Sabuncuoğlu Şerefeddin kimdir? Sabuncuoğlu Şerefeddin'in hastalıkları tedavi yöntemleri
Fatih devrinde yaşayan Sabuncuoğlu Şerefeddin, Osmanlı'nın önemli cerrahlarından biriydi. Döneminin en iyi hekimlerinden biri olan Sabuncuoğlu, insanlara fayda sağlaması için eserlerini Türkçe kaleme aldı. Bu eserler Osmanlı tıbbına yön verdiği gibi cerrahi aletler ve ameliyatları tasvir eden görsellerle cerrahi tarihinde önemli bir yere sahipti.
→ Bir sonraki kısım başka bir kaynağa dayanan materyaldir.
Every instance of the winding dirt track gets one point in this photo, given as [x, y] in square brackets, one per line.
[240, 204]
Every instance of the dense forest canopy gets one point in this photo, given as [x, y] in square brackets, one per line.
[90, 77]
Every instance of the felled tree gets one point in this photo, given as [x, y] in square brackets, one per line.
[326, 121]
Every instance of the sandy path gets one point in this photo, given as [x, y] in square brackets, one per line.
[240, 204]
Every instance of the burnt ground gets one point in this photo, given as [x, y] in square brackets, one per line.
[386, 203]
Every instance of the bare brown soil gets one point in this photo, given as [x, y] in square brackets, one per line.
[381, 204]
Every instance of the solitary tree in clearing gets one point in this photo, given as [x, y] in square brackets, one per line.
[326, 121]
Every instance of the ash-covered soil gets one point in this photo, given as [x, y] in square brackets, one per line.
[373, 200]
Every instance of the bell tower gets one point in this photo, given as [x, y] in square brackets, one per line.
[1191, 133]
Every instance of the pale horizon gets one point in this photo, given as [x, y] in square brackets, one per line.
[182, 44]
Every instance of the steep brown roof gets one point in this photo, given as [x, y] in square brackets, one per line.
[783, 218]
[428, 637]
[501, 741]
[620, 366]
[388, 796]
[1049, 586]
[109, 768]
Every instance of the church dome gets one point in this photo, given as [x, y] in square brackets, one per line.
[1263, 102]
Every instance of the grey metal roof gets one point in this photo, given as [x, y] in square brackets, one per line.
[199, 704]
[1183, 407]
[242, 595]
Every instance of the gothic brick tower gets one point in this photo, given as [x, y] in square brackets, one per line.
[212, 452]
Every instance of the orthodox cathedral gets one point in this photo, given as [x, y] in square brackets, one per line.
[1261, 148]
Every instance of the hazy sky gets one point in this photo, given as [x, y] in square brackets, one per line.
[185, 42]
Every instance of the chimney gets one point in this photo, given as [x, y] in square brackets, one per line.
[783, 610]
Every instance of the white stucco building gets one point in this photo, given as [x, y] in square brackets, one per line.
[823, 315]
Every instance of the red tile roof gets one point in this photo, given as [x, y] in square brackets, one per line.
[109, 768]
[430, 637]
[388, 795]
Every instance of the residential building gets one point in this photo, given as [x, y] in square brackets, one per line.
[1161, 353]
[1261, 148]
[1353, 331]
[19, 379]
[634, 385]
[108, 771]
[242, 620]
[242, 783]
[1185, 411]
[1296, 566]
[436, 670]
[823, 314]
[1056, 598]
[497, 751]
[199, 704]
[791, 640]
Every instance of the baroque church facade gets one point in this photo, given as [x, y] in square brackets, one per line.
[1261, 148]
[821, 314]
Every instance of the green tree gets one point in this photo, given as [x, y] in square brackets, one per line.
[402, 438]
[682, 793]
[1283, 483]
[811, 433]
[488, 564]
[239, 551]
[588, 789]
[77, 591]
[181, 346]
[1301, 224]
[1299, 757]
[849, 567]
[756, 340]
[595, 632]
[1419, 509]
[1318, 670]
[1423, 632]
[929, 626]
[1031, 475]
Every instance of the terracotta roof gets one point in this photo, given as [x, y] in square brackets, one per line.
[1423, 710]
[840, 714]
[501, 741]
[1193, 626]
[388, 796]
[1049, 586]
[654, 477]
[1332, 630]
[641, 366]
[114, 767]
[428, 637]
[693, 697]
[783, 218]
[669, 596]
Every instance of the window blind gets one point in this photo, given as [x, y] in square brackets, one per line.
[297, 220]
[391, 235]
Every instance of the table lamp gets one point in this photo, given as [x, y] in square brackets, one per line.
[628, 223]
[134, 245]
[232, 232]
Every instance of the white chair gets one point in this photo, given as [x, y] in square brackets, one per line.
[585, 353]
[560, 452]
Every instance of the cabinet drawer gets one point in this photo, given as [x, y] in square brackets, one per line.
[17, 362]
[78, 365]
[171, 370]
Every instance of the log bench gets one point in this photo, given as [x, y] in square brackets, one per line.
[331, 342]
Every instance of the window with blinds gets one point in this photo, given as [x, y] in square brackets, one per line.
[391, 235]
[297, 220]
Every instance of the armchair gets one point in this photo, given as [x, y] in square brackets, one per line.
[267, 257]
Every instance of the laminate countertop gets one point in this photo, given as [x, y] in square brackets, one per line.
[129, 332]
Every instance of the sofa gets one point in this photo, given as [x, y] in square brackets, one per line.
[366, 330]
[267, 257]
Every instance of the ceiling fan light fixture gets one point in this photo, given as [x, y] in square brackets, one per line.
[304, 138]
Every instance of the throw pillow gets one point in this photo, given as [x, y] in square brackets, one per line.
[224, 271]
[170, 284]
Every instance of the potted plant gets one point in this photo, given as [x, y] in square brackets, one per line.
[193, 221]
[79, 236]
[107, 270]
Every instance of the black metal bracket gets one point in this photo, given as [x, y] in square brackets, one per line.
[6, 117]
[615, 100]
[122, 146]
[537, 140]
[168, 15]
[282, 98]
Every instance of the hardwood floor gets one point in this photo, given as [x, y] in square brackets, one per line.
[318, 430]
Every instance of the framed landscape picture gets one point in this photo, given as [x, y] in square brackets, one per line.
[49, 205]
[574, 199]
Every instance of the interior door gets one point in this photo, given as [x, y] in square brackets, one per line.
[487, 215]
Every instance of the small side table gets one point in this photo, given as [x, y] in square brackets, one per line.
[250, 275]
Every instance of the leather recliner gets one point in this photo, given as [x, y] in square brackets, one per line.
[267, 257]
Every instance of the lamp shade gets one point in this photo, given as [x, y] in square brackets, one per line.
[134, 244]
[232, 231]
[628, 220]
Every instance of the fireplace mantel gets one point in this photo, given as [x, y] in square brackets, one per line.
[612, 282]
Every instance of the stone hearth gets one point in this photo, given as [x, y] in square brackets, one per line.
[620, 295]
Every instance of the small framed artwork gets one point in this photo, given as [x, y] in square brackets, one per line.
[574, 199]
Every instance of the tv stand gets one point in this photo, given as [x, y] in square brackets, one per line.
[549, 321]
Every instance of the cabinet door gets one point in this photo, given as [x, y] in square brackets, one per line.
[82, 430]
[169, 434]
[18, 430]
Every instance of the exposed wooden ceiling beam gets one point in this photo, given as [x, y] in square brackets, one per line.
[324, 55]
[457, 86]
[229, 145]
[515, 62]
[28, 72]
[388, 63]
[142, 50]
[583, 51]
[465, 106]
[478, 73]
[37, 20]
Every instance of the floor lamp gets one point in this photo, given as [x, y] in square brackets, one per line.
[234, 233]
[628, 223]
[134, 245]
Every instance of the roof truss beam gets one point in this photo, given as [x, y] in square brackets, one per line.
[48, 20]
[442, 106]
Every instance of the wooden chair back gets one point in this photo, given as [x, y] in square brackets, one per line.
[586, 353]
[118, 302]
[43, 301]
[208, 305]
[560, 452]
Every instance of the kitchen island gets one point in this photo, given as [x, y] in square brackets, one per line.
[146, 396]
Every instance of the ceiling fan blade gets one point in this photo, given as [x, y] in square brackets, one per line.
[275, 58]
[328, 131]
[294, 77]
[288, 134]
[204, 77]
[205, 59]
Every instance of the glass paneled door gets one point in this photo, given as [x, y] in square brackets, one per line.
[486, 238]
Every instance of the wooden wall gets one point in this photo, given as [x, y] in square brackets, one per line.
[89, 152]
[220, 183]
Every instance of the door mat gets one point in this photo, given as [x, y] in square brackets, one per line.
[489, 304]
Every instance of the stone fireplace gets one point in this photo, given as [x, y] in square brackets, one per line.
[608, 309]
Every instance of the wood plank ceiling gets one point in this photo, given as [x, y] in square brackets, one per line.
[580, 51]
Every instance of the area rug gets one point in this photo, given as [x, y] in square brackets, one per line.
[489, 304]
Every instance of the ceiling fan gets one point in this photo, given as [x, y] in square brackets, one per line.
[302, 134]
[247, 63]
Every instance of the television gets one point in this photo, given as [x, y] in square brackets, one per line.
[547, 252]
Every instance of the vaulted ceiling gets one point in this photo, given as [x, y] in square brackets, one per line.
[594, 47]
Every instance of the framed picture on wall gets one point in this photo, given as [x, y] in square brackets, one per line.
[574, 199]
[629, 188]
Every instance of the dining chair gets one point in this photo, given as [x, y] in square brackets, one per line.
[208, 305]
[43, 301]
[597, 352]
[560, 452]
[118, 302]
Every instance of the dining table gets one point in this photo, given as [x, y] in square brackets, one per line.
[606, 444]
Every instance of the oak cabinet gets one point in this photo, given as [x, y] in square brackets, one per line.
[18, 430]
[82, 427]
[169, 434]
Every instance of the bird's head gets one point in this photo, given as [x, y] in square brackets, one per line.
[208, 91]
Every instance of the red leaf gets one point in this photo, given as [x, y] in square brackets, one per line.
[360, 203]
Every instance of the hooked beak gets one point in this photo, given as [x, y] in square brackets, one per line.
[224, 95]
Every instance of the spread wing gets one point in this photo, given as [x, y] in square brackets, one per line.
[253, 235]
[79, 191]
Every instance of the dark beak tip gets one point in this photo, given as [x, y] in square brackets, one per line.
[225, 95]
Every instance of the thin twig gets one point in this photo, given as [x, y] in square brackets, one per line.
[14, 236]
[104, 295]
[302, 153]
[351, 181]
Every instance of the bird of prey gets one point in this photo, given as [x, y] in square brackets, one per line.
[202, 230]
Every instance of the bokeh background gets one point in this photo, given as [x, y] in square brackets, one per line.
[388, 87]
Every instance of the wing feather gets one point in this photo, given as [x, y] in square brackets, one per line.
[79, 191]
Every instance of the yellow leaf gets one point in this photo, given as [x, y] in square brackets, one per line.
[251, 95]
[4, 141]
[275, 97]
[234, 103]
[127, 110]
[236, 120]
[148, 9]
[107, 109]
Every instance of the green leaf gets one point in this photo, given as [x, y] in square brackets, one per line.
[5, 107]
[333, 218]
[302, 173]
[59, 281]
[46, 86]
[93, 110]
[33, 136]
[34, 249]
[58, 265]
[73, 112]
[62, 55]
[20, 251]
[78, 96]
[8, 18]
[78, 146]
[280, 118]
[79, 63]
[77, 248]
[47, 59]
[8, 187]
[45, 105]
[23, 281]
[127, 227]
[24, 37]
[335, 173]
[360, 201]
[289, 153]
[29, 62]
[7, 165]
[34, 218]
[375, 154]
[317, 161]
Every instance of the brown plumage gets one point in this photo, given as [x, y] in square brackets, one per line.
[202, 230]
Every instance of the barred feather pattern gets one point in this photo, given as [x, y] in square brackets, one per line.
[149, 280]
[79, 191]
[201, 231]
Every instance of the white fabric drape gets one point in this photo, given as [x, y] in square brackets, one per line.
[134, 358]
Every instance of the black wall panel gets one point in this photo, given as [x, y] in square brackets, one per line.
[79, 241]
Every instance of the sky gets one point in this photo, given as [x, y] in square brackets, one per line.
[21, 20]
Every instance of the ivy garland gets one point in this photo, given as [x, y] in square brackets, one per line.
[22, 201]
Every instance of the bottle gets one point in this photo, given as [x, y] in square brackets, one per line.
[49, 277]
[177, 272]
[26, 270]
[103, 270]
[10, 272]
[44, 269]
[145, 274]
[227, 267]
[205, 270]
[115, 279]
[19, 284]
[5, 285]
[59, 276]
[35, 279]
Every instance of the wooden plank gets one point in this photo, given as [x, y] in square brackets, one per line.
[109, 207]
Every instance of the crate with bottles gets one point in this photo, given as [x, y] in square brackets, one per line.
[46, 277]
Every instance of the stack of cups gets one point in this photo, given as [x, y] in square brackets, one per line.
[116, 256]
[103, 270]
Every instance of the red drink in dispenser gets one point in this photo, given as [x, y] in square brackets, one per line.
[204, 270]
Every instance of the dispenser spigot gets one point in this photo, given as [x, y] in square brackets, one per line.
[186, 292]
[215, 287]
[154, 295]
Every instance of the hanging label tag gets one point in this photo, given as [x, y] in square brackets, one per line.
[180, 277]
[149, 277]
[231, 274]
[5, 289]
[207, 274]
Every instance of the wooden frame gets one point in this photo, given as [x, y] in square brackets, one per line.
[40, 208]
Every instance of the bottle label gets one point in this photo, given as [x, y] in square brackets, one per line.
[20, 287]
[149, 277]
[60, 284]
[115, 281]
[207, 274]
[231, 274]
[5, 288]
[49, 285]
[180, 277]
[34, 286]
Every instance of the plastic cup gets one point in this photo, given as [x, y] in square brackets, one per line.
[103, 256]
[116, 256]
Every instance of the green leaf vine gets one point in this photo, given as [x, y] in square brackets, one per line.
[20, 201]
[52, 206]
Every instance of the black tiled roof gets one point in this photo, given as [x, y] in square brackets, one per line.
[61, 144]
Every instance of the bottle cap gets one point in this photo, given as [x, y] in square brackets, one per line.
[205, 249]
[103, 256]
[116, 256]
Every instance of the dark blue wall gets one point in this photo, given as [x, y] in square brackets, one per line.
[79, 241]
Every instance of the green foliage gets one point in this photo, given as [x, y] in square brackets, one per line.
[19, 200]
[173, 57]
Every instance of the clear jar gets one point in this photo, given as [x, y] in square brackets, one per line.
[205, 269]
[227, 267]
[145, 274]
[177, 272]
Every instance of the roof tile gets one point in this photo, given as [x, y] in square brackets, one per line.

Peki, Sabuncuoğlu Şerefeddin'in hastalıklara karşı uyguladığı tedavi yöntemleri nelerdi?
Giriş Tarihi: 11.02.2020
16:47
Güncelleme Tarihi: 08.08.2020
14:30
SABUNCUOĞLU'NUN İLKLERİ BARINDIRAN ESERLERİ
Akrâbâzîn Tercümesi adlı eserinde ilaçların hazırlanma usulleriyle başladı. Kitap daha sonra müfred ve mürekkeb ayırımıyla ve macun, eyâriç, cevâriş, ıtrıfil, kurs, süfûf, laûk, şurup, perverde, gargara, yağ ve merhem sıralamasıyla ilâçların formüllerini verir.
Cerrâhiyye-i İlhâniyye adlı eseri tıp tarihinde ilk defa cerrahî müdahaleleri gösteren minyatür tekniğinde yapılmış çeşitli resimler içerir. Kitapta kaburga kemiği, diz kemiği, sırt, omuz gibi tüm ortopedik kırık çıkık tedavileri, kadın hastalıkları, cerrahi yöntemlerde hangi aletlerin kullanılacağı resimler ile gösterilir.
Mücerrebnâme adlı eserinde insanlar ve müellifin kendi üzerinde denemiş olduğu ilâçların hazırlanışı ve kullanılışı anlatılır. İlaçlar, çok kullanılandan az kullanılana doğru sıralandı. Türk tıp tarihinde bir hekimin kendi buluşu ilâç ve tedavi metotlarını anlattığı ilk monografi olması bakımından önemlidir.
SABUNCUOĞLU ŞEREFEDDİN'İN HASTALIKLARA UYGULADIĞI TEDAVİ YÖNTEMLERİ
Dünyanın en eski tedavilerinden biri vücuttaki kirli kanın hacamat , fasd ve sülük ile kan akıtılarak temizlenmesidir. Sabuncuoğlu Şerefeddin de bu yöntemleri hastalıklarda uyguladı.
Atar ve toplar damarlardan fazla miktarda kan alınması işlemi Arapçada fasd olarak adlandırılır. Hacamat ta ise derinin vakumlanmasıyla kanın deri yüzeyine çekilmesi ve bazen atılan çiziklerle bu kanın akıtılmasıdır. Sülük le tedavi de ise sülüklerin insan vücuduna tutturularak kan emmesini sağlanır.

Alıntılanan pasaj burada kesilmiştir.